When US analysts hunting terrorists sought new ways to comb through the troves of phone records, e-mails and other data piling up as digital communications exploded over the past decade, they turned to Silicon Valley computer experts who had developed complex equations to thwart Russian mobsters intent on credit card fraud.
The partnership between the intelligence community and Palantir Technologies, a Palo Alto, California, company founded by a group of inventors from PayPal, is just one of many that the US National Security Agency (NSA) and other agencies have forged in recent years as they have rushed to unlock the secrets of “Big Data.”
Today, a revolution in software technology that allows for the highly automated and instantaneous analysis of enormous volumes of digital information has transformed the NSA, turning it into the virtual landlord of the digital assets of Americans and foreigners alike. The new technology has, for the first time, given US spies the ability to track the activities and movements of people almost anywhere in the world without actually watching them or listening to their conversations.

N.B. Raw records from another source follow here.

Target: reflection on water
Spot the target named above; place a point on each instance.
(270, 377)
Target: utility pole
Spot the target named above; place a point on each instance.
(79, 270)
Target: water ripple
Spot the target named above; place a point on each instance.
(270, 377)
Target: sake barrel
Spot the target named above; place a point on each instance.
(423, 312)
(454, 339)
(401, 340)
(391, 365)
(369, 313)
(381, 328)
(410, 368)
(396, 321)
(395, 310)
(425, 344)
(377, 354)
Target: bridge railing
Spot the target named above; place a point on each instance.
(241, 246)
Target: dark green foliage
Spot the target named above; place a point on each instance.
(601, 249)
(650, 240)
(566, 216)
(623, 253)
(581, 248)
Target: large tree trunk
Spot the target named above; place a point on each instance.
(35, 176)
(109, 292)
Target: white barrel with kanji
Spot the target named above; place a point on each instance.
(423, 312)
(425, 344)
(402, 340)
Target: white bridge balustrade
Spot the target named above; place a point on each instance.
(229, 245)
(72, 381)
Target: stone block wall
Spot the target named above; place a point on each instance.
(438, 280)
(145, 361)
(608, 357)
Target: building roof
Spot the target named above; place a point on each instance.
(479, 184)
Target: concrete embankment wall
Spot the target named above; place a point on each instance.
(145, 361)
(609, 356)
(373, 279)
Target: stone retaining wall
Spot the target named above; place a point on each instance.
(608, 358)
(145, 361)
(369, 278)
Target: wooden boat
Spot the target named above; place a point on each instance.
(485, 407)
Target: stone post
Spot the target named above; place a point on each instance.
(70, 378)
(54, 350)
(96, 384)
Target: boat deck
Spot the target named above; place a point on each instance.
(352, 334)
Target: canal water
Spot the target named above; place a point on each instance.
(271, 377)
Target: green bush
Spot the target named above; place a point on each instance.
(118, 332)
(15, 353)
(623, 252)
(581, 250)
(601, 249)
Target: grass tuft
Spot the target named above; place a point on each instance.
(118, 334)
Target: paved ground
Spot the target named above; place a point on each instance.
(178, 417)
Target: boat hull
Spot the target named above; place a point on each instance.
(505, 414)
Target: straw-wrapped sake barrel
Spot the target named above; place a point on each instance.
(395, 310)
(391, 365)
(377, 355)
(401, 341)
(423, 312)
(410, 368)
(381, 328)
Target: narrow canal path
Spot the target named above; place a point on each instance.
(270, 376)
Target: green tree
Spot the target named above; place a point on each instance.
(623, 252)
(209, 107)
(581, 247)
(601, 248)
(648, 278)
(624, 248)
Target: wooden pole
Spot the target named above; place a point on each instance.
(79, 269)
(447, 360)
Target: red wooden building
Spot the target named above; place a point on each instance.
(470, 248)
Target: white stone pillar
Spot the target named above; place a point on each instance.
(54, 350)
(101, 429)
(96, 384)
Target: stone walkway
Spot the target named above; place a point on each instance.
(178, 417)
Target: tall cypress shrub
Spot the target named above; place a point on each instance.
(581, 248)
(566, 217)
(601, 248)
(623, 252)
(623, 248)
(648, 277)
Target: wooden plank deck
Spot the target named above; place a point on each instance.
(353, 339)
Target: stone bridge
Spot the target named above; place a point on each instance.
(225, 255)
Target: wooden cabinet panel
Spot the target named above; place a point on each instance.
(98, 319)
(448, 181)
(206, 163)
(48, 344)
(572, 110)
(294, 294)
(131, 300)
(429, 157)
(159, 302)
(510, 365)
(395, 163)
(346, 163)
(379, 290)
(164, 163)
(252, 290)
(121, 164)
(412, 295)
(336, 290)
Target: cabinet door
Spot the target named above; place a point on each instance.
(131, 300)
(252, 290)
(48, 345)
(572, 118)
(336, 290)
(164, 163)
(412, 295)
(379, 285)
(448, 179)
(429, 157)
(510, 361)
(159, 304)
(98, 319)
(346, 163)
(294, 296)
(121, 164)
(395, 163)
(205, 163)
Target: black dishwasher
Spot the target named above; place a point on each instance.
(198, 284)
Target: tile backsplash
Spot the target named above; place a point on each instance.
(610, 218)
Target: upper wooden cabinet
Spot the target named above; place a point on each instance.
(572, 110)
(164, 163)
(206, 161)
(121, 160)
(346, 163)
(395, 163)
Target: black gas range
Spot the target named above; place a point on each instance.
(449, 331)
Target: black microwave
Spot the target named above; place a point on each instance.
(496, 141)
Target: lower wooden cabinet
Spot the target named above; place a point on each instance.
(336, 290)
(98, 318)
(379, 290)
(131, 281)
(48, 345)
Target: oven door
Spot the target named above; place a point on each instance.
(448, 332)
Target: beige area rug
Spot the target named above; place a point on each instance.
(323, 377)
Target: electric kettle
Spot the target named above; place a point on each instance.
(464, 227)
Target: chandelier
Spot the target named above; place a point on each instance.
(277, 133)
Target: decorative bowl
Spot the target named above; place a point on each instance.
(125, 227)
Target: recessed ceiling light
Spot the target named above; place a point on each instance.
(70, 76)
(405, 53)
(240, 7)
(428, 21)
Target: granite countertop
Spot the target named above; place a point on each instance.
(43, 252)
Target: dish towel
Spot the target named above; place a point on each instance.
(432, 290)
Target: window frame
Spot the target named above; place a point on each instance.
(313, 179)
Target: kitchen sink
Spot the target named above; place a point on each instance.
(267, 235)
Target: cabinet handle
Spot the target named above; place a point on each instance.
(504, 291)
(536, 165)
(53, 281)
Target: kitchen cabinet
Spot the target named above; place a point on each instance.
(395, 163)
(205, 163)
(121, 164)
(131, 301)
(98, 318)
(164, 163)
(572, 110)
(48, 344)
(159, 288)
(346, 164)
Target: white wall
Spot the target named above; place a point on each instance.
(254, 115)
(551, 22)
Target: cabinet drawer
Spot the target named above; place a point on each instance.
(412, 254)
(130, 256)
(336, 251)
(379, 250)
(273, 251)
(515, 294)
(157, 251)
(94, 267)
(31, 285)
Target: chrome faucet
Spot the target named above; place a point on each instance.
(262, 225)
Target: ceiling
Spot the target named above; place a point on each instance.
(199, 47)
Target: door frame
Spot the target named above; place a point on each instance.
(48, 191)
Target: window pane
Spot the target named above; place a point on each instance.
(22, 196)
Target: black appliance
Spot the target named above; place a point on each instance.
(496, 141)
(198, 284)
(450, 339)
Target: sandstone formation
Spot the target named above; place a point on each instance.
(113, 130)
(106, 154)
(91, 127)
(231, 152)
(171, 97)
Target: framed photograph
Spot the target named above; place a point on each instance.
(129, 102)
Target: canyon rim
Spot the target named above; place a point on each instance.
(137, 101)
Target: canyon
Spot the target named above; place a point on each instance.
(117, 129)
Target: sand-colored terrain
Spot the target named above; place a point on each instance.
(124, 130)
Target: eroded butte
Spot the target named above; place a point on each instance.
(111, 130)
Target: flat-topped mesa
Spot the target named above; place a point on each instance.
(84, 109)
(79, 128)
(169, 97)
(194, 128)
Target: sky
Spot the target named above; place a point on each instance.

New disclosures that the NSA has secretly acquired the telephone records of millions of Americans, and access to e-mails, videos and other data of foreigners from nine US Internet companies have provided a rare glimpse into the growing reach of the US’ largest spy agency.
They have also alarmed the government: On Saturday night, Shawn Turner, a spokesman for the director of national intelligence, said that “a crimes report has been filed by the NSA.”

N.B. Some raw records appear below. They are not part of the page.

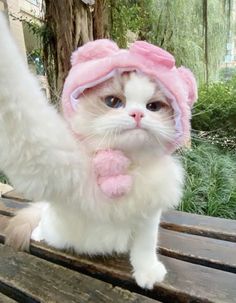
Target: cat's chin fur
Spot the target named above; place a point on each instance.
(45, 162)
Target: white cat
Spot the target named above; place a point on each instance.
(47, 159)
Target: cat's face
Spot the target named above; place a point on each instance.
(126, 112)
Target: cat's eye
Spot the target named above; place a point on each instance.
(155, 106)
(114, 102)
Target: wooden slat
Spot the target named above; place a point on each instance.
(218, 228)
(185, 282)
(41, 281)
(197, 249)
(5, 299)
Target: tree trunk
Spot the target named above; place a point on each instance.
(101, 19)
(69, 24)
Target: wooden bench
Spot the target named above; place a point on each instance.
(199, 253)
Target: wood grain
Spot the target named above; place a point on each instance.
(197, 249)
(193, 248)
(5, 299)
(218, 228)
(41, 281)
(185, 282)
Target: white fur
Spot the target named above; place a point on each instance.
(43, 160)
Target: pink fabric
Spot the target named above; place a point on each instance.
(111, 170)
(98, 60)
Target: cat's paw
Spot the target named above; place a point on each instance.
(110, 163)
(115, 186)
(148, 277)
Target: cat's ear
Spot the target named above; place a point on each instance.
(94, 50)
(191, 84)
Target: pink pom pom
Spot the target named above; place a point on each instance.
(116, 186)
(110, 163)
(110, 167)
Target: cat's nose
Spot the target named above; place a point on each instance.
(137, 115)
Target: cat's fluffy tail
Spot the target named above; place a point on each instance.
(19, 230)
(39, 153)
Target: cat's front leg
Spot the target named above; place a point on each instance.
(147, 269)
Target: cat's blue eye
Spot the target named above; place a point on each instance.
(114, 102)
(155, 106)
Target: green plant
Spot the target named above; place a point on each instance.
(214, 115)
(210, 187)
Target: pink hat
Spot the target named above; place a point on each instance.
(100, 60)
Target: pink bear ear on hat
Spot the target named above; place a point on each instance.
(153, 53)
(191, 84)
(94, 50)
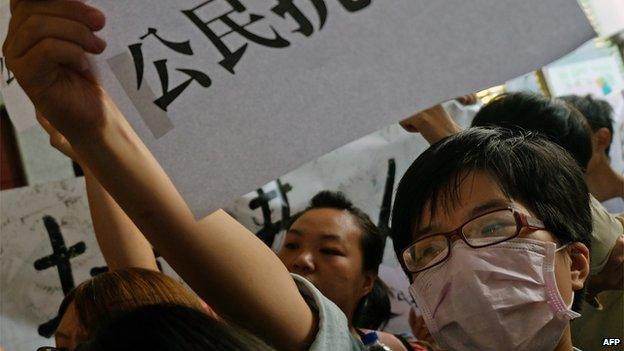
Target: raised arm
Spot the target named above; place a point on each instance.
(229, 267)
(122, 244)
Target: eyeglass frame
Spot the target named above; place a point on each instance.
(522, 221)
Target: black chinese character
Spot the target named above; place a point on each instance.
(4, 71)
(355, 5)
(168, 94)
(269, 229)
(386, 202)
(231, 58)
(60, 258)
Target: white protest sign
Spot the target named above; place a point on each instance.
(229, 94)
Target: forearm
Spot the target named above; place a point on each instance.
(237, 275)
(121, 242)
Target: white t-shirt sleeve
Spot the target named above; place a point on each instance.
(333, 330)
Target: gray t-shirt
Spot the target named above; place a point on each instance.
(333, 329)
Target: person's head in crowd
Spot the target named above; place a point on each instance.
(552, 118)
(604, 182)
(104, 296)
(337, 247)
(493, 228)
(170, 327)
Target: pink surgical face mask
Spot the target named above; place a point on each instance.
(501, 297)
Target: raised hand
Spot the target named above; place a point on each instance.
(46, 48)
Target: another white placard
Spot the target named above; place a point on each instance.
(258, 88)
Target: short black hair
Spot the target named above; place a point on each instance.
(552, 118)
(373, 239)
(528, 168)
(170, 327)
(598, 112)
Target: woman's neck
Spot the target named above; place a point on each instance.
(565, 344)
(604, 182)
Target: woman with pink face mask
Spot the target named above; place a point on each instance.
(518, 179)
(493, 230)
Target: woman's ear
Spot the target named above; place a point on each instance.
(579, 264)
(369, 282)
(602, 138)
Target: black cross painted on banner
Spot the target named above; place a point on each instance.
(386, 202)
(60, 258)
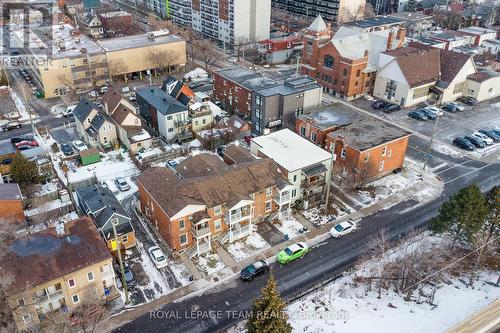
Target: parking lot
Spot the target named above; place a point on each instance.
(485, 115)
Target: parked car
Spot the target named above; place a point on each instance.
(463, 143)
(129, 275)
(416, 114)
(491, 134)
(68, 112)
(390, 108)
(31, 143)
(79, 145)
(342, 229)
(66, 149)
(122, 184)
(157, 256)
(479, 143)
(292, 252)
(486, 138)
(468, 100)
(11, 125)
(430, 114)
(377, 105)
(23, 137)
(251, 271)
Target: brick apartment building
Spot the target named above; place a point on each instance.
(268, 104)
(366, 148)
(345, 64)
(204, 199)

With little public debate, the NSA has been undergoing rapid expansion in order to exploit the mountains of new data being created each day. The US government has poured billions of dollars into the agency over the past decade, building a 93,000m2 fortress in the mountains of Utah, apparently to store huge volumes of personal data indefinitely. It created intercept stations across the country, according to former industry and intelligence officials, and helped build one of the world’s fastest computers to crack the codes that protect information.
While the flow of data across the Internet once appeared too overwhelming for the NSA to keep up with, the revelations of the last few days suggest that the agency’s abilities are now far greater than most outsiders believed.
“Five years ago, I would have said they don’t have the capability to monitor a significant amount of Internet traffic,” said Herbert Lin, an expert in computer science and telecommunications at the National Research Council.
Now, he said, it appears “that they are getting close to that goal.”
On Saturday, it became clear how close: Another NSA document, again cited by the Guardian, showed a “global heat map” that appeared to represent how much data the NSA sweeps up around the world.
It showed that in March there were 97 billion pieces of data collected from networks worldwide; about 14 percent of it was in Iran, much was from Pakistan and about 3 percent came from inside the US, though some of that might have been foreign data traffic routed through US-based servers.
A SHIFT IN FOCUS
The agency’s ability to mine meta-data, data about who is calling or e-mailing, has made wiretapping and eavesdropping on communications far less vital, according to data experts. That access to data from companies that Americans depend on daily raises troubling questions about privacy and civil liberties that officials in Washington, insistent on near-total secrecy, have yet to address.